In my family, my mom is the one with the "green thumb." We often joke that the rest of us got varying shades of "brown" and "black," depending on how disastrous our yards look in any given season.
But this year, I’m determined to do everything right! After all, what’s more satisfying than picking fresh scented roses from your own garden for free (and walking right by those $19.99 bouquets!)?
Where to find cheap (and free) supplies
These tips are quite cheap to implement—perhaps even free depending on what you already have on hand.
The most you may need to spend is a few bucks for a pH soil test kit, some fertilizer and, of course, any bulbs or seeds you want to plant!
Use these KCL tips to get good deals, advice, and more to prepare your lawn and garden for spring!
- Resource: Replenish Your Garden for Free with Seeds, Trees, and More
- Resource: Free Online Gardening Clubs
- Resource: How to Save on Garden Supplies
- Resource: How to Save on Essential Summer Pest Control Services
- Resource: Save on Gardening Costs by Making Your Own Compost
- Resource: Composting Tips from the Guerilla Gardener
- Resource: Tips for Frugal DIY Lawn Care
5 Key elements of lawn care
Any yard has five basic elements that need tending at various times throughout each season. A yard that produces the greenest grass and prettiest greenery and flowers will have a good balance of these five elements.
- Grass: When your lawn is recovering from winter (which may include extended ice and snow), be sure to mow high for the first few times to let the grass recuperate.
- Soil: The topsoil may be more alkaline or acidic in various areas. You can get a simple test kit at any local garden or home supply store (most greenery prefers neutral pH of 6.2 – 7.2, so that should be what you’re aiming for).

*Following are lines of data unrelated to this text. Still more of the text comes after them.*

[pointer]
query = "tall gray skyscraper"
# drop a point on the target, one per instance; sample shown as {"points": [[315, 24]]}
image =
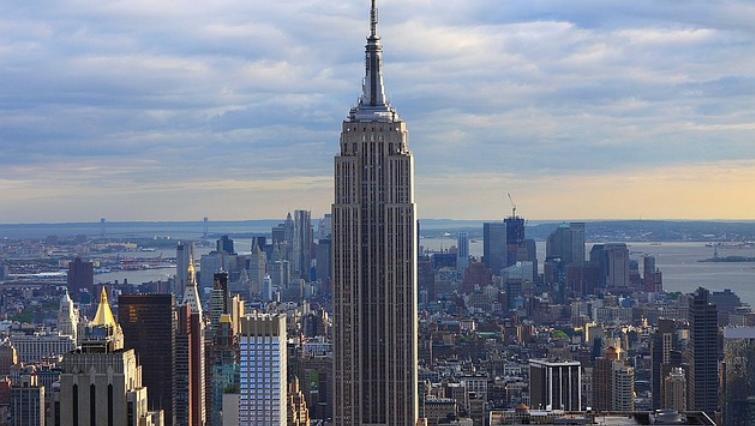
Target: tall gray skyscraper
{"points": [[184, 253], [703, 344], [567, 242], [462, 252], [495, 252], [374, 260], [302, 243]]}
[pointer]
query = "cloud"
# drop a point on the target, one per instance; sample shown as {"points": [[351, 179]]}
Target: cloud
{"points": [[141, 97]]}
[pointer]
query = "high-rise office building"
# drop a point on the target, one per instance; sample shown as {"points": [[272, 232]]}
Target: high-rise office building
{"points": [[220, 299], [302, 243], [567, 243], [101, 383], [280, 272], [225, 245], [225, 366], [704, 351], [603, 378], [738, 378], [555, 385], [27, 400], [375, 260], [323, 260], [149, 327], [8, 357], [36, 346], [196, 346], [662, 345], [298, 412], [256, 272], [325, 227], [263, 373], [613, 262], [652, 278], [184, 255], [623, 387], [675, 390], [494, 246], [68, 317], [462, 252], [80, 277], [183, 386]]}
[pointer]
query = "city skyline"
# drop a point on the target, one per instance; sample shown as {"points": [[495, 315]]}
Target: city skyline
{"points": [[235, 103]]}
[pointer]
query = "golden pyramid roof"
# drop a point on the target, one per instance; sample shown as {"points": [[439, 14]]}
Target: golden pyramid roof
{"points": [[104, 315]]}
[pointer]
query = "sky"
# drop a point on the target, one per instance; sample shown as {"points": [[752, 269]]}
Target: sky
{"points": [[175, 110]]}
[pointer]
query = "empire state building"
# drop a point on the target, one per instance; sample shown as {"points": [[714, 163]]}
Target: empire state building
{"points": [[374, 260]]}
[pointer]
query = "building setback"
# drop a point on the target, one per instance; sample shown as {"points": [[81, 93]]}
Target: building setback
{"points": [[149, 328]]}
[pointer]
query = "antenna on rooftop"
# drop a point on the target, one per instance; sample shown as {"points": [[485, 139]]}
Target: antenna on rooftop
{"points": [[513, 205]]}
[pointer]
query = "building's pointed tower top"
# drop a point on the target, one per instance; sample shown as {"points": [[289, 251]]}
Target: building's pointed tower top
{"points": [[191, 293], [373, 104], [373, 20], [104, 315]]}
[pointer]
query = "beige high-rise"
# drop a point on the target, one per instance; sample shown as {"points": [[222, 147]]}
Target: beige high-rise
{"points": [[374, 260]]}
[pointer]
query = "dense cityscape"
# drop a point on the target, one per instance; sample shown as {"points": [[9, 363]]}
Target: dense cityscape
{"points": [[363, 317]]}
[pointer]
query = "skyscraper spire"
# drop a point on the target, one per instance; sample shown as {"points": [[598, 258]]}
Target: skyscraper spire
{"points": [[373, 104], [373, 20]]}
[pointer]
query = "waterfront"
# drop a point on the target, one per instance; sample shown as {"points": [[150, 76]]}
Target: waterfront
{"points": [[677, 260]]}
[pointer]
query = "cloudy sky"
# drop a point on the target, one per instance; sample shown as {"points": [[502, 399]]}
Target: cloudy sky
{"points": [[162, 110]]}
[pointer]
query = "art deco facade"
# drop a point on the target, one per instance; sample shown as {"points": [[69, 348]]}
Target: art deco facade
{"points": [[101, 383], [374, 260], [149, 327]]}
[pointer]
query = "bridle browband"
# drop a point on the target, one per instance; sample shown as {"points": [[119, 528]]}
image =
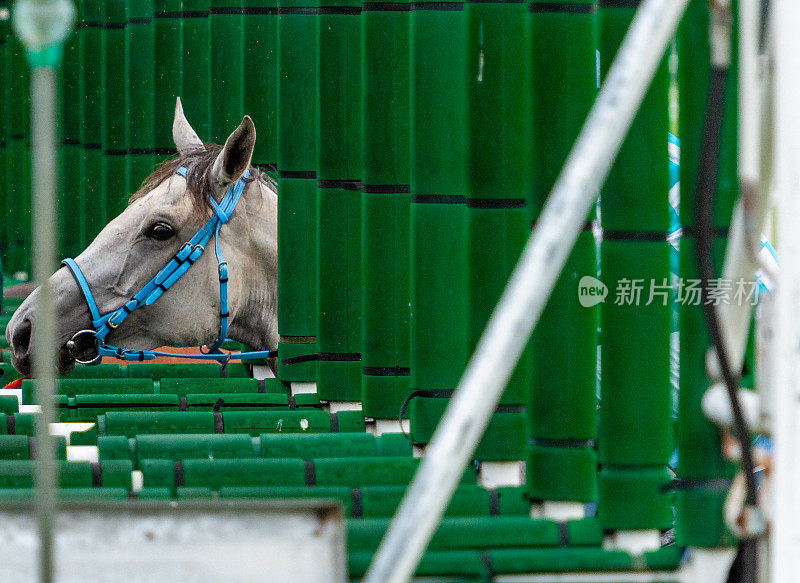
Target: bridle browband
{"points": [[180, 263]]}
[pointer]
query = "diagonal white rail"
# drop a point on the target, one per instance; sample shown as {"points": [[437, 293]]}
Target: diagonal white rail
{"points": [[526, 294]]}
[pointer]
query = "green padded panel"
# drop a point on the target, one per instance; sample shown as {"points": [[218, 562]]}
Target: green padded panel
{"points": [[258, 422], [562, 473], [375, 471], [194, 492], [365, 534], [193, 386], [180, 447], [88, 407], [468, 500], [8, 373], [116, 447], [237, 370], [161, 370], [97, 371], [72, 387], [131, 424], [333, 445], [114, 473], [503, 440], [9, 404], [506, 561], [447, 563], [631, 498], [154, 494], [18, 447], [341, 495], [699, 519], [243, 472], [238, 401], [65, 495]]}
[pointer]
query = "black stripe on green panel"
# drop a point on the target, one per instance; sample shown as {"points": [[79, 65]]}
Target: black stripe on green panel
{"points": [[297, 174], [496, 203], [439, 6], [635, 235], [690, 231], [340, 184], [564, 7], [571, 443], [619, 3], [316, 10], [387, 189], [438, 199], [387, 371], [323, 357], [227, 10], [386, 7]]}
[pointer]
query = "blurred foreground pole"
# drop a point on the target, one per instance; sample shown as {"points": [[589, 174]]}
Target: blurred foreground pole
{"points": [[527, 292], [42, 26]]}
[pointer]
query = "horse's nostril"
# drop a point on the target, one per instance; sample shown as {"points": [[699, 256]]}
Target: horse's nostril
{"points": [[21, 338]]}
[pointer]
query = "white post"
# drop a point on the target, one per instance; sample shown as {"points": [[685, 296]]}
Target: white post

- Aerate and water: If your lawn has become thickly thatched, it may need aeration (pulling out plugs to allow the roots below to better circulate air and water). You will also want to be sure you give your lawn a nice deep watering once the last thaw has passed.
- Leaves and other debris: While allowing debris and leaves to pile up in winter can serve as a type of mulch to protect greenery and bulbs below from ice and snow, you want to be sure to rake this debris away before beginning your spring planting.
- Seeds and fertilizer: Finally, you’ll need to have the seeds or bulbs you want to plant, along with the right fertilizer for your greenery and flowers on hand for the spring planting season.
Fixing problem areas
Sometimes winter can create problems that need to be resolved before your lawn and garden will be ready for a spring planting. Here is what to do to fix these common issues.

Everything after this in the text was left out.